AFAICT this system feels like a decent choice. Alternatives?
"So subsecond I would say is a requirement." you do not make any specific point why you came to that conclusion.
You can easily entertain users to show them that the system is doing something in the background without loosing them and if they are collegues who actually need to search, you don't even need to keep them as they have to use your setup.
Do you know any specific case studies for unstructured logs on clickhouse?
I think achieving sub-second read latency of adhoc text searching over ~150B rows of unstructured data is going to be quite challenging without a high cost. Clickhouse’s inverted indices are still experimental.
If the data can be organized in a way that is conducive to the searching itself, or structured it into columns, that’s definitely possible. Otherwise I suppose a large number of CPUs (150-300) to split the job and just brute force each search?
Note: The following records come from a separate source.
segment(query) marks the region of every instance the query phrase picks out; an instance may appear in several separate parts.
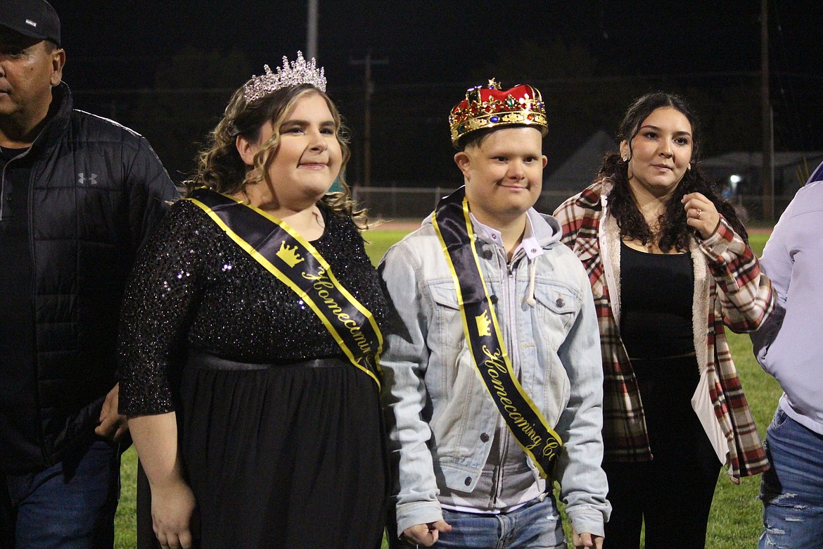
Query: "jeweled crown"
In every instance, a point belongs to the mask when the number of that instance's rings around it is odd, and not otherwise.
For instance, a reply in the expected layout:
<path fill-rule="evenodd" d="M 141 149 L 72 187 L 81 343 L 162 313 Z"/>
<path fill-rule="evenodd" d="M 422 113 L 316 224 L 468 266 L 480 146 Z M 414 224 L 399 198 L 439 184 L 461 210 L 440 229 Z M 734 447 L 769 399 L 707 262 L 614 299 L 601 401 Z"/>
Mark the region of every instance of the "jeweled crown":
<path fill-rule="evenodd" d="M 272 72 L 268 65 L 263 65 L 265 72 L 259 77 L 252 77 L 251 80 L 243 86 L 243 95 L 247 103 L 256 101 L 281 88 L 297 86 L 298 84 L 311 84 L 320 91 L 326 91 L 325 69 L 318 68 L 314 58 L 306 63 L 303 58 L 303 52 L 297 52 L 297 58 L 290 63 L 289 58 L 283 56 L 283 66 L 277 67 L 277 72 Z"/>
<path fill-rule="evenodd" d="M 501 90 L 494 79 L 487 87 L 478 86 L 466 91 L 466 99 L 458 103 L 449 115 L 452 144 L 475 130 L 511 124 L 535 126 L 542 135 L 549 130 L 546 106 L 537 88 L 528 84 Z"/>

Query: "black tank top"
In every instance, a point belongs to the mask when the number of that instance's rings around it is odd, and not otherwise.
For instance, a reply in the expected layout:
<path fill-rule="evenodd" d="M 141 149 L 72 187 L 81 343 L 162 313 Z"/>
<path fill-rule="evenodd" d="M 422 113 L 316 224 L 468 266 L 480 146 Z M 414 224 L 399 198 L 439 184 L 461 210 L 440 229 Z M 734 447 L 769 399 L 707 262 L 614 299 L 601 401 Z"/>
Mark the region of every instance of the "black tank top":
<path fill-rule="evenodd" d="M 647 254 L 621 243 L 621 337 L 630 358 L 695 351 L 690 254 Z"/>

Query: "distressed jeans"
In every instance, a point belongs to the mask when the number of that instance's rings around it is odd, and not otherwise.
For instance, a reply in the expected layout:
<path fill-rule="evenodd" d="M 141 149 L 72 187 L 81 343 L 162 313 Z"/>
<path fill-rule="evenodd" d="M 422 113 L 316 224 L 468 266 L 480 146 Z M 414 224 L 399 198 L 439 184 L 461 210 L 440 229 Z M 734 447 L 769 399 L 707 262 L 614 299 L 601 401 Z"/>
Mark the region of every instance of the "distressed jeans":
<path fill-rule="evenodd" d="M 823 435 L 778 407 L 766 431 L 771 469 L 763 473 L 758 547 L 823 547 Z"/>
<path fill-rule="evenodd" d="M 439 549 L 565 549 L 560 513 L 550 494 L 523 507 L 500 514 L 460 513 L 443 509 L 452 531 L 440 534 Z"/>

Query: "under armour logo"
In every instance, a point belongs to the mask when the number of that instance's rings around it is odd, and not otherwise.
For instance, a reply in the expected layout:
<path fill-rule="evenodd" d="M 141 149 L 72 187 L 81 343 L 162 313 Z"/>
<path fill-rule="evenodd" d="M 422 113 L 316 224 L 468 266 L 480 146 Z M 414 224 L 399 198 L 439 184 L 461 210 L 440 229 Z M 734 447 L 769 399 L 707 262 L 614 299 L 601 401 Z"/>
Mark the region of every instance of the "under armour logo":
<path fill-rule="evenodd" d="M 86 174 L 80 172 L 77 174 L 77 183 L 81 185 L 96 185 L 97 184 L 97 174 L 91 174 L 91 177 L 86 177 Z"/>

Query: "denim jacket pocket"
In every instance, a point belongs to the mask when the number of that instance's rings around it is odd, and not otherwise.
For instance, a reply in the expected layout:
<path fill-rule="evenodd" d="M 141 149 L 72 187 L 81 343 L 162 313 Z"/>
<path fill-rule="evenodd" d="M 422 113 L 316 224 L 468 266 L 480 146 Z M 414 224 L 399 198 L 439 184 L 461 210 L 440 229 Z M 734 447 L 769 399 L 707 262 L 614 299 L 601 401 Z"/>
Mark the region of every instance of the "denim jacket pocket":
<path fill-rule="evenodd" d="M 430 332 L 439 346 L 460 349 L 465 344 L 454 283 L 451 280 L 432 282 L 429 285 L 429 291 L 435 302 L 435 314 Z"/>
<path fill-rule="evenodd" d="M 580 299 L 570 288 L 557 282 L 536 281 L 534 297 L 537 301 L 537 314 L 543 323 L 546 331 L 559 336 L 560 341 L 565 339 L 574 314 L 580 308 Z M 558 343 L 559 345 L 559 343 Z M 553 345 L 555 348 L 557 345 Z"/>

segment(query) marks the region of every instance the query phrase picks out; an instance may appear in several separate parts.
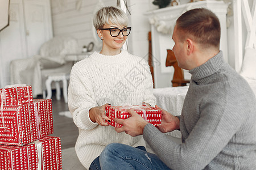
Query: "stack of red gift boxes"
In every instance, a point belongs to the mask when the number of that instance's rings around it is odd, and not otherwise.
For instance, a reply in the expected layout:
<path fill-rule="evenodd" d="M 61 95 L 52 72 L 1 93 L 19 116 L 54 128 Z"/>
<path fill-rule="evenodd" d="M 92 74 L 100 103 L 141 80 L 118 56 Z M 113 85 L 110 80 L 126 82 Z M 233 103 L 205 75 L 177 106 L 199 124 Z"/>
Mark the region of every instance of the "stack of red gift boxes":
<path fill-rule="evenodd" d="M 0 88 L 0 169 L 62 169 L 60 138 L 53 133 L 51 99 L 32 88 Z"/>
<path fill-rule="evenodd" d="M 106 122 L 112 126 L 116 128 L 122 127 L 122 125 L 117 124 L 113 120 L 115 118 L 126 119 L 131 115 L 128 113 L 127 109 L 133 109 L 138 114 L 142 116 L 148 122 L 156 126 L 158 124 L 161 124 L 162 110 L 161 109 L 152 107 L 149 107 L 143 104 L 141 105 L 134 106 L 111 106 L 107 105 L 105 109 L 106 116 L 111 120 L 109 122 Z"/>

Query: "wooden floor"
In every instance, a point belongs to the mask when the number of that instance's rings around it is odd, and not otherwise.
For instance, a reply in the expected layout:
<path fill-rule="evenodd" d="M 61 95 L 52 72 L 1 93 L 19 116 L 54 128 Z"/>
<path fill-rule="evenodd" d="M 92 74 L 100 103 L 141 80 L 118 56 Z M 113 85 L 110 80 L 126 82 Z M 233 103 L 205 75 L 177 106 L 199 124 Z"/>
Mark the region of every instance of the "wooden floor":
<path fill-rule="evenodd" d="M 38 96 L 38 98 L 42 98 L 42 96 Z M 68 107 L 63 96 L 60 100 L 56 99 L 54 91 L 52 92 L 52 105 L 53 133 L 50 135 L 60 137 L 63 150 L 75 147 L 79 135 L 78 128 L 73 122 L 73 119 L 59 114 L 60 112 L 68 111 Z"/>

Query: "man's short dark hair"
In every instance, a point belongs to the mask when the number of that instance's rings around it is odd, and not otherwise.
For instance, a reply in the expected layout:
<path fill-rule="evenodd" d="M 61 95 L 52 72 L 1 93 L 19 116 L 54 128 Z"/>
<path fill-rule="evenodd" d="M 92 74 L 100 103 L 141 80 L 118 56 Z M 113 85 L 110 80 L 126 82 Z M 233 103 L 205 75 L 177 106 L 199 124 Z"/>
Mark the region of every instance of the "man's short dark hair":
<path fill-rule="evenodd" d="M 208 9 L 196 8 L 185 12 L 177 19 L 176 27 L 181 41 L 190 38 L 206 48 L 220 48 L 220 21 Z"/>

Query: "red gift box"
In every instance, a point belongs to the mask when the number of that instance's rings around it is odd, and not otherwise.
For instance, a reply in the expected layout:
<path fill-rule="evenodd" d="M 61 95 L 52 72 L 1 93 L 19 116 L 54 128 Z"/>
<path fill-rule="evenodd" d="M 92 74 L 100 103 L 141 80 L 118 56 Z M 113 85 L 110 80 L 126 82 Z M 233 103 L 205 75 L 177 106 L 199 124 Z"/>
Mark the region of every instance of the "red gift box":
<path fill-rule="evenodd" d="M 0 105 L 18 106 L 33 102 L 31 86 L 13 86 L 0 88 Z"/>
<path fill-rule="evenodd" d="M 0 169 L 62 169 L 60 138 L 46 137 L 23 146 L 0 144 Z"/>
<path fill-rule="evenodd" d="M 51 99 L 0 108 L 0 143 L 22 146 L 53 133 Z"/>
<path fill-rule="evenodd" d="M 149 107 L 146 105 L 135 105 L 135 106 L 110 106 L 106 107 L 106 116 L 111 120 L 111 122 L 106 121 L 108 124 L 114 127 L 120 128 L 122 125 L 117 124 L 113 120 L 113 118 L 118 118 L 126 119 L 131 115 L 127 111 L 127 109 L 133 109 L 141 116 L 142 116 L 148 122 L 156 126 L 157 124 L 161 124 L 162 110 L 155 107 Z"/>

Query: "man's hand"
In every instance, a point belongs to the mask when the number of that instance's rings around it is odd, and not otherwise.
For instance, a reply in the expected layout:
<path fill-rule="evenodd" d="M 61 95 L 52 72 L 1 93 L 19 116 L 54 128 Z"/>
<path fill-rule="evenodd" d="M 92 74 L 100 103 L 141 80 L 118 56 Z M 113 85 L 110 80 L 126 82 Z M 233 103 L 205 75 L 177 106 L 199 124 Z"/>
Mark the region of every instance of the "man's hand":
<path fill-rule="evenodd" d="M 92 108 L 89 110 L 89 116 L 93 122 L 97 122 L 100 125 L 107 126 L 109 125 L 105 122 L 104 119 L 108 121 L 109 118 L 105 114 L 106 106 L 109 105 L 106 103 L 101 107 L 96 107 Z"/>
<path fill-rule="evenodd" d="M 131 116 L 130 117 L 127 119 L 114 119 L 117 124 L 123 125 L 122 128 L 115 128 L 115 131 L 118 133 L 125 131 L 132 137 L 143 134 L 144 127 L 148 123 L 134 110 L 127 109 L 127 111 Z"/>
<path fill-rule="evenodd" d="M 162 110 L 162 122 L 157 126 L 160 131 L 167 133 L 180 129 L 180 120 L 177 117 L 161 109 L 156 105 L 155 107 Z"/>

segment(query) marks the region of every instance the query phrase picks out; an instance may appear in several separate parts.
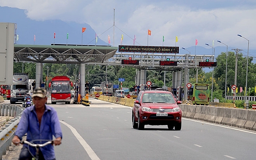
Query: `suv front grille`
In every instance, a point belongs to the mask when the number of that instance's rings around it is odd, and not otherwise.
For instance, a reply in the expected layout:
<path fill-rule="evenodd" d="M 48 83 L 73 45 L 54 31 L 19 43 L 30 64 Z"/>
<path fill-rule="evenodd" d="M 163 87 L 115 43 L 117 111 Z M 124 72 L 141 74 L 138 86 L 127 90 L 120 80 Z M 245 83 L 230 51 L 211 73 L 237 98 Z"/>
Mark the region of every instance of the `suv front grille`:
<path fill-rule="evenodd" d="M 151 109 L 152 112 L 171 112 L 173 109 L 165 109 L 164 108 L 158 108 L 157 109 Z"/>

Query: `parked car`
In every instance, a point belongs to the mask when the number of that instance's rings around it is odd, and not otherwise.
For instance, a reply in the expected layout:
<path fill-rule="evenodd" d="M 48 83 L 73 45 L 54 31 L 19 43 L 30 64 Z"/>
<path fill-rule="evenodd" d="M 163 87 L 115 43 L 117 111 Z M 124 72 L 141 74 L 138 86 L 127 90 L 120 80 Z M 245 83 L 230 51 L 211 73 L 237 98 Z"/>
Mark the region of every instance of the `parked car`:
<path fill-rule="evenodd" d="M 177 103 L 173 94 L 168 91 L 140 92 L 133 109 L 133 127 L 142 130 L 145 125 L 166 125 L 169 129 L 174 128 L 176 130 L 180 130 L 182 111 Z"/>

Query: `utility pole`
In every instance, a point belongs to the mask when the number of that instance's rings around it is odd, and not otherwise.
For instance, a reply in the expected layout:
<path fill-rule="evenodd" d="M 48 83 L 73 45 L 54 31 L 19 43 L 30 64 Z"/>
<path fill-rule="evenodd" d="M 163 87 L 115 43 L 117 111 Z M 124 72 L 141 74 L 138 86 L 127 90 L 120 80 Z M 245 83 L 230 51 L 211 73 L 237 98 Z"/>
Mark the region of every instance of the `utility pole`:
<path fill-rule="evenodd" d="M 242 49 L 239 49 L 238 48 L 236 49 L 232 49 L 232 50 L 234 50 L 235 51 L 235 85 L 236 86 L 237 85 L 237 56 L 238 56 L 238 52 L 240 51 L 242 51 Z M 234 91 L 234 95 L 235 96 L 237 95 L 237 92 L 236 90 Z"/>

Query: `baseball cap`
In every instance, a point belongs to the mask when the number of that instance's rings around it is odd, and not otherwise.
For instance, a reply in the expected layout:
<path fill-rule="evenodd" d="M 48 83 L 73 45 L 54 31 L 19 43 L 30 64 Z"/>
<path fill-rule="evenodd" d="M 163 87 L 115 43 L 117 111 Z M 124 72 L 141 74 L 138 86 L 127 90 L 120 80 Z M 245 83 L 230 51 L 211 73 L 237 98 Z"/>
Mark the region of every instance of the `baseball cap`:
<path fill-rule="evenodd" d="M 32 97 L 33 98 L 35 97 L 39 97 L 40 98 L 45 98 L 47 96 L 46 90 L 39 87 L 34 90 Z"/>

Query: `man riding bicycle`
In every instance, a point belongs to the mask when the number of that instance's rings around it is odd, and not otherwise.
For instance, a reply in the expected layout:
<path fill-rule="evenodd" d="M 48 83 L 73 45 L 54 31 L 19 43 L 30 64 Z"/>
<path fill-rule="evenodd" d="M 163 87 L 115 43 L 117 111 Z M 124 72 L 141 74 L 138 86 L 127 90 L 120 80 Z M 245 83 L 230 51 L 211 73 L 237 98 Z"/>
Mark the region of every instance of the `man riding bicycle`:
<path fill-rule="evenodd" d="M 60 145 L 62 138 L 61 125 L 55 109 L 45 105 L 47 99 L 46 90 L 40 88 L 35 89 L 32 98 L 34 105 L 24 110 L 12 139 L 12 143 L 18 145 L 22 137 L 27 133 L 27 141 L 35 144 L 40 143 L 40 141 L 35 141 L 36 140 L 52 140 L 54 136 L 55 139 L 54 144 L 55 145 Z M 34 157 L 35 148 L 29 147 L 29 148 L 28 145 L 23 145 L 19 155 L 19 160 L 30 160 Z M 52 145 L 40 148 L 39 155 L 39 160 L 55 159 Z"/>

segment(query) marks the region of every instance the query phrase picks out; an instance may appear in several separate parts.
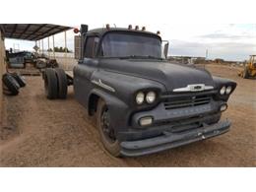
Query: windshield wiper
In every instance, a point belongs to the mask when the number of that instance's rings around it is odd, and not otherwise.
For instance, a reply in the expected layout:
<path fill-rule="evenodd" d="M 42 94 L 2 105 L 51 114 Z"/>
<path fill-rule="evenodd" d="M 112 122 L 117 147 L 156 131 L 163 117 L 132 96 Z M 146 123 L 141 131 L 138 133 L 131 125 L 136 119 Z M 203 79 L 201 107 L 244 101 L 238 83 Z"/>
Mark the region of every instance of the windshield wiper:
<path fill-rule="evenodd" d="M 130 56 L 124 56 L 119 57 L 120 59 L 158 59 L 158 60 L 163 60 L 163 58 L 155 57 L 152 55 L 130 55 Z"/>

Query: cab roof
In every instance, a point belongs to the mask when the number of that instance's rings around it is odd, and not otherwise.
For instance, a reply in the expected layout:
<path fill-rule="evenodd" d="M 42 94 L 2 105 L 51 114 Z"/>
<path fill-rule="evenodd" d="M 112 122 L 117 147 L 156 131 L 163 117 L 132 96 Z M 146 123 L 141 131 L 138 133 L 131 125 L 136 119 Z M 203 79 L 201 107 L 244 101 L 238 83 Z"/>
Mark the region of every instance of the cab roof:
<path fill-rule="evenodd" d="M 159 37 L 160 39 L 160 36 L 158 35 L 157 33 L 151 32 L 147 32 L 147 31 L 141 31 L 141 30 L 128 30 L 125 28 L 110 28 L 110 29 L 106 29 L 106 28 L 98 28 L 98 29 L 94 29 L 94 30 L 90 30 L 88 31 L 87 34 L 96 34 L 98 36 L 103 36 L 105 33 L 107 32 L 134 32 L 134 33 L 144 33 L 144 34 L 150 34 L 150 35 L 155 35 L 156 37 Z"/>

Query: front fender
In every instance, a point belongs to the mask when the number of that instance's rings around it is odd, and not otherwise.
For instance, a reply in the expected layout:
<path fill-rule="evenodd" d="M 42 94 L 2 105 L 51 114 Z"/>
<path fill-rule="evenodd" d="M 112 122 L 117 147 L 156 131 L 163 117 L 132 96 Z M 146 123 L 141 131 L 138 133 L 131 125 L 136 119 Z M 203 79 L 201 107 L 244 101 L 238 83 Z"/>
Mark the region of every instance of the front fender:
<path fill-rule="evenodd" d="M 118 133 L 120 130 L 125 129 L 129 124 L 129 116 L 131 114 L 129 106 L 113 95 L 96 88 L 90 93 L 88 104 L 90 104 L 90 97 L 94 95 L 105 101 L 110 111 L 110 125 L 115 132 Z"/>

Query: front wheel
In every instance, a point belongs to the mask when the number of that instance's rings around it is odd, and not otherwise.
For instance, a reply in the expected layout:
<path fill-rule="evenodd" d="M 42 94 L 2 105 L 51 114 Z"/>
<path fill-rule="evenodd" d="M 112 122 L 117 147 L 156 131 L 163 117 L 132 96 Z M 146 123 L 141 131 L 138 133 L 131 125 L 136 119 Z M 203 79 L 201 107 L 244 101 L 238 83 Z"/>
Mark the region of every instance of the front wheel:
<path fill-rule="evenodd" d="M 120 143 L 115 136 L 114 129 L 111 127 L 109 109 L 101 98 L 97 103 L 96 126 L 106 151 L 114 157 L 120 157 Z"/>

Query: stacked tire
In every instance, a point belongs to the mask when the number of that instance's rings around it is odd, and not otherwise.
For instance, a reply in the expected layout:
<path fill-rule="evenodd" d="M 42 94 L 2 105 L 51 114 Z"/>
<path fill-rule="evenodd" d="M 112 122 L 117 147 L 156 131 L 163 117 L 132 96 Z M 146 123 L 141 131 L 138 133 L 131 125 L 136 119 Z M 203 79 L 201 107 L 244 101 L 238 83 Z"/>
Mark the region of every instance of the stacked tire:
<path fill-rule="evenodd" d="M 60 68 L 46 68 L 44 71 L 44 90 L 48 99 L 65 99 L 68 92 L 65 71 Z"/>
<path fill-rule="evenodd" d="M 20 88 L 26 86 L 25 79 L 17 73 L 6 73 L 2 77 L 4 84 L 4 94 L 8 96 L 17 96 Z"/>

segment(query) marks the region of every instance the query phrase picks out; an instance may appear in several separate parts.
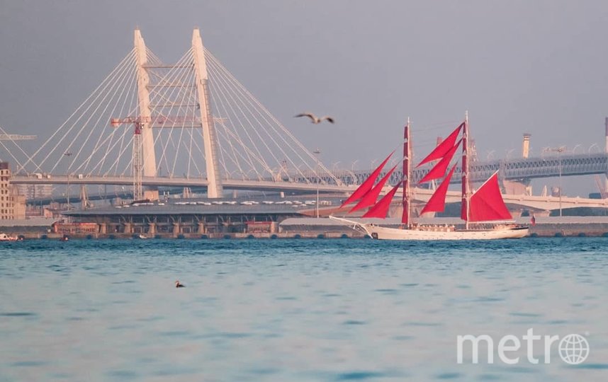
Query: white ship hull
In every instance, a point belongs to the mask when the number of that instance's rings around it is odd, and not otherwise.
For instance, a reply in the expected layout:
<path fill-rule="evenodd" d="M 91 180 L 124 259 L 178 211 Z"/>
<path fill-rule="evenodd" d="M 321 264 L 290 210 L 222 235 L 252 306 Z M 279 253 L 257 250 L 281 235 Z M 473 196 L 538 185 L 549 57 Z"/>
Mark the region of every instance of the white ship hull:
<path fill-rule="evenodd" d="M 330 219 L 347 224 L 353 229 L 378 240 L 495 240 L 521 238 L 529 234 L 528 227 L 497 225 L 490 229 L 456 230 L 444 226 L 426 226 L 410 229 L 383 227 L 342 218 Z"/>

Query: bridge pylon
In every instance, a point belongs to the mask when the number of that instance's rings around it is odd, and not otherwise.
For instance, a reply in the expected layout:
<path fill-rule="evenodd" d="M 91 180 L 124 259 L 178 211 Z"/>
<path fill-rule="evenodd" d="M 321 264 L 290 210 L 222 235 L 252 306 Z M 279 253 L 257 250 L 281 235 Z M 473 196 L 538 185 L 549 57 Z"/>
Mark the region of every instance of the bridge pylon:
<path fill-rule="evenodd" d="M 150 109 L 150 76 L 146 65 L 148 63 L 146 45 L 139 29 L 135 30 L 135 55 L 137 73 L 137 101 L 139 115 L 141 117 L 140 137 L 133 140 L 133 196 L 135 199 L 145 198 L 158 200 L 158 190 L 142 189 L 142 176 L 156 177 L 156 154 L 154 147 L 154 135 L 152 129 L 152 110 Z M 137 134 L 136 132 L 135 134 Z"/>
<path fill-rule="evenodd" d="M 207 83 L 207 63 L 203 49 L 203 39 L 198 28 L 192 32 L 192 51 L 194 57 L 196 93 L 198 98 L 201 121 L 203 124 L 203 140 L 205 147 L 205 162 L 207 170 L 207 196 L 210 198 L 222 197 L 223 189 L 220 166 L 218 162 L 218 135 L 211 114 L 209 102 L 209 88 Z"/>

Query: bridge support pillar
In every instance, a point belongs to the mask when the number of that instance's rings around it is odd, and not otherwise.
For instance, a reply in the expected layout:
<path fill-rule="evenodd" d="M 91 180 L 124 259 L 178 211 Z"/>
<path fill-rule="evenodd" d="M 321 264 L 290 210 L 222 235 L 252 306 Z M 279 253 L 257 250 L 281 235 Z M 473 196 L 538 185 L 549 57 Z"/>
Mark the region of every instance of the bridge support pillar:
<path fill-rule="evenodd" d="M 133 225 L 130 223 L 125 223 L 125 233 L 133 233 Z"/>
<path fill-rule="evenodd" d="M 194 57 L 194 72 L 196 76 L 196 93 L 201 110 L 201 121 L 203 122 L 203 139 L 205 148 L 205 162 L 207 170 L 207 197 L 222 197 L 222 182 L 220 166 L 218 161 L 218 135 L 211 114 L 209 102 L 209 88 L 207 80 L 207 64 L 203 49 L 203 40 L 198 28 L 192 33 L 192 51 Z"/>
<path fill-rule="evenodd" d="M 140 147 L 134 146 L 133 157 L 135 158 L 136 155 L 140 155 L 140 158 L 143 160 L 142 168 L 136 169 L 135 170 L 140 171 L 140 174 L 143 176 L 155 177 L 157 176 L 156 154 L 154 150 L 154 135 L 152 134 L 152 123 L 150 122 L 152 116 L 150 97 L 150 92 L 148 91 L 150 81 L 147 68 L 146 67 L 148 64 L 147 53 L 146 52 L 146 45 L 144 42 L 144 38 L 142 37 L 142 33 L 139 29 L 136 29 L 135 32 L 134 45 L 137 60 L 139 117 L 141 117 L 142 122 L 141 123 L 141 146 Z M 135 161 L 133 166 L 135 166 Z M 139 187 L 141 187 L 140 182 Z M 133 193 L 137 194 L 137 192 L 134 190 Z M 134 195 L 133 199 L 135 199 L 138 197 L 139 195 Z M 158 200 L 158 190 L 152 188 L 142 190 L 142 197 L 150 200 Z"/>

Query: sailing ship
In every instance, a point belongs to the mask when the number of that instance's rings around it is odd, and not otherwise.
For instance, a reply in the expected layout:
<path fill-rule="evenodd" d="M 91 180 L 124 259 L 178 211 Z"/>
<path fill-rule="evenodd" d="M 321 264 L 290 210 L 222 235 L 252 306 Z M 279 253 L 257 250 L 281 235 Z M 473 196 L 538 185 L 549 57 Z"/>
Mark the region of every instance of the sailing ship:
<path fill-rule="evenodd" d="M 461 139 L 456 142 L 462 133 Z M 426 163 L 435 164 L 422 178 L 419 183 L 429 182 L 444 178 L 431 198 L 420 212 L 442 212 L 445 209 L 445 199 L 448 187 L 456 170 L 454 165 L 446 175 L 451 160 L 462 145 L 462 207 L 461 219 L 465 222 L 464 228 L 457 228 L 451 225 L 420 225 L 412 221 L 410 202 L 410 154 L 412 149 L 410 139 L 410 120 L 405 125 L 403 133 L 403 178 L 380 201 L 378 197 L 395 170 L 393 167 L 378 182 L 374 183 L 382 172 L 385 165 L 393 155 L 391 153 L 371 175 L 342 203 L 341 208 L 357 202 L 349 213 L 370 207 L 364 218 L 385 219 L 393 198 L 399 188 L 402 187 L 402 204 L 403 212 L 401 225 L 398 228 L 383 226 L 377 224 L 356 221 L 349 219 L 330 216 L 330 219 L 341 221 L 368 236 L 380 240 L 487 240 L 502 238 L 520 238 L 528 236 L 527 226 L 514 224 L 513 218 L 500 192 L 498 184 L 498 172 L 494 173 L 479 188 L 471 192 L 468 149 L 468 117 L 452 132 L 450 135 L 437 145 L 417 167 Z"/>

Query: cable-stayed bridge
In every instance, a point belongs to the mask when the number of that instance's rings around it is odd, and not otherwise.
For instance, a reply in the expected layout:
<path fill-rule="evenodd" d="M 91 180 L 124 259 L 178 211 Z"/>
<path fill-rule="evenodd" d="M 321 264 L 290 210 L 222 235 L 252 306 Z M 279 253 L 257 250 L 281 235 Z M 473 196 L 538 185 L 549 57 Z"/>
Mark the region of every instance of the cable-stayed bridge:
<path fill-rule="evenodd" d="M 155 199 L 159 187 L 204 187 L 212 198 L 225 189 L 349 192 L 370 173 L 328 170 L 203 47 L 198 29 L 171 64 L 136 30 L 133 49 L 33 153 L 0 144 L 16 165 L 13 183 L 133 187 L 135 199 Z M 415 170 L 412 181 L 427 170 Z M 473 162 L 472 179 L 497 170 L 510 180 L 605 174 L 608 155 Z"/>

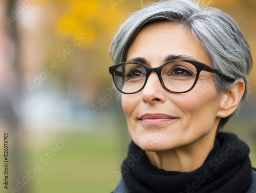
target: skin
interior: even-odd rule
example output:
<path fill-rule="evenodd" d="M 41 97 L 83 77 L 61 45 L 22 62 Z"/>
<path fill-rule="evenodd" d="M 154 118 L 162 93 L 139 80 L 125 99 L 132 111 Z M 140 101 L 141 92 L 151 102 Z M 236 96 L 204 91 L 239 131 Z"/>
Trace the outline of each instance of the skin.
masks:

NATS doesn't really have advanced query features though. It has a lot of really nice things, but advanced querying isn't one of them. Not to mention I don't know if NATS does well with large datasets, does it have sharding capability for it's KV and object stores?
I use NATS at work, and I have had the privilege to speak with some of the folks at Synadia about this stuff.
Re: advanced querying: the recommended way to do this is to build an index out of band (like Redis (or a fork) or SQLite or something) that references the stored messages by sequence number. By doing that, your index is just this ephemeral thing that can be dynamically built to exactly optimize for the queries you're using it for.
Re: sharding: no, it doesn't support simple sharding. You can achieve sharding by standing up multiple NATS instances, and making a new stream (KV and object store are also just streams) on each instance, and capture some subset of the stream on each instance. The client (or perhaps a service querying on behalf of the client) would have to me smart enough to be able to mux the sources together.
Does it handle clustering/redundancy for the data stored in KV/object store? My intuition says yes because I believe it supports it at the "node" level
AFAICT this system feels like a decent choice. Alternatives?